El metro es un reflejo anaranjado y surrealista a la vista del sol, le arranca un par de estacas y vuelve a las profundidades: a eso los antiguos le llamaron el fin de los tiempos, tal vez sea verdad: ahora que camino por las calles de la ciudad suicidada, he visto deambular junto a mí algunos ángeles harapientos, amantes con los brazos desangrados, sacerdotes con el rostro botado por la sífilis. Las profecías tocan fondo y la gente se prepara alegremente para morir.
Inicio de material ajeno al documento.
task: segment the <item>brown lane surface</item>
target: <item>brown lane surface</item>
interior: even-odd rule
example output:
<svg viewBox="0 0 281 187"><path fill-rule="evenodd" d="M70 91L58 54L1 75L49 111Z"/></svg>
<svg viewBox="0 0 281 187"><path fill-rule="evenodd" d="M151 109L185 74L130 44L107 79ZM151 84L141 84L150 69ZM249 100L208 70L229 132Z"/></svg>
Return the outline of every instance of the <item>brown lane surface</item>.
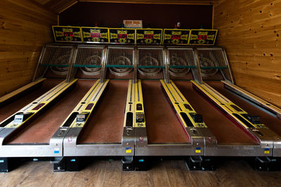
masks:
<svg viewBox="0 0 281 187"><path fill-rule="evenodd" d="M231 102L240 106L243 110L249 113L249 114L259 116L261 123L268 126L278 135L281 136L281 120L267 113L257 107L254 106L248 102L240 98L239 96L230 92L224 88L223 83L221 81L208 81L207 83Z"/></svg>
<svg viewBox="0 0 281 187"><path fill-rule="evenodd" d="M12 102L0 108L0 122L20 110L62 81L63 81L63 79L48 78L44 81L41 87L36 88L36 90L31 90L30 92L25 94L23 97L17 98Z"/></svg>
<svg viewBox="0 0 281 187"><path fill-rule="evenodd" d="M121 143L128 85L128 81L110 81L78 144Z"/></svg>
<svg viewBox="0 0 281 187"><path fill-rule="evenodd" d="M218 144L249 144L255 141L192 88L190 81L174 81L176 85L216 137Z"/></svg>
<svg viewBox="0 0 281 187"><path fill-rule="evenodd" d="M7 144L46 144L96 81L79 80L74 88Z"/></svg>
<svg viewBox="0 0 281 187"><path fill-rule="evenodd" d="M161 89L159 81L142 81L143 96L149 144L187 143L176 113Z"/></svg>

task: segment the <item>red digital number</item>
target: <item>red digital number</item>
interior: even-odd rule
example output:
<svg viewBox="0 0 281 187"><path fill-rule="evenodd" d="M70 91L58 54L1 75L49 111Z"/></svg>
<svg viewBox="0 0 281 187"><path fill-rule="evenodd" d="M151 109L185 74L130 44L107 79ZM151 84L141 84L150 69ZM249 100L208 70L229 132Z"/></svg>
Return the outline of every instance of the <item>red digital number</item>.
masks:
<svg viewBox="0 0 281 187"><path fill-rule="evenodd" d="M63 32L63 36L70 36L73 37L73 32Z"/></svg>
<svg viewBox="0 0 281 187"><path fill-rule="evenodd" d="M91 33L91 38L100 38L100 33Z"/></svg>
<svg viewBox="0 0 281 187"><path fill-rule="evenodd" d="M117 34L117 38L118 39L126 39L127 38L127 34Z"/></svg>
<svg viewBox="0 0 281 187"><path fill-rule="evenodd" d="M145 34L143 39L154 39L154 35L153 34Z"/></svg>
<svg viewBox="0 0 281 187"><path fill-rule="evenodd" d="M208 35L198 35L197 40L207 40Z"/></svg>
Desde lejos, ecos de confusos ritos aletargan el viento, cantando su desolación de piedra, la condena circular del exiliado, las claridades del derrumbe.
Mi brazo es un naufrago luminoso, zozobrando como barco ebrio.
Aterrizan turbas de sibilas blasfemantes, vendiendo sus lechos gálicos, mostrando impúdicamente sus senos de parafina, ebrias de semen, de promesas, nos arrojan las suyas. Mientras, profetas seniles prometen el Armagedón: quizá sea cierto: quizá los puñetazos de fuego arrasen con lo que fuimos y dejemos de sufrir, tal vez las metrópolis queden como grandes costurones tras el golpe y las bibliotecas ardan hasta el olvido, tal vez, por ventura, nos quedemos sin poetas.
Mi cuerpo se hunde en las hondas curvas de la tormenta.
        Los aviones despostillan el éter, tanques y metralletas auguran lluvia como ruinas mojadas por la ira, nuestros días se han hecho sordos y no esperamos la vejez terrible, ni unas lágrimas frescas. La gente sigue sonriendo, esperando el tranvía, mientras se acaba el mundo.
Un abismo respira bajo mi mano y la poesía se ha vuelto criptica e inservible, sin embargo la sigo arrastrando sobre los despojos de la ciudad.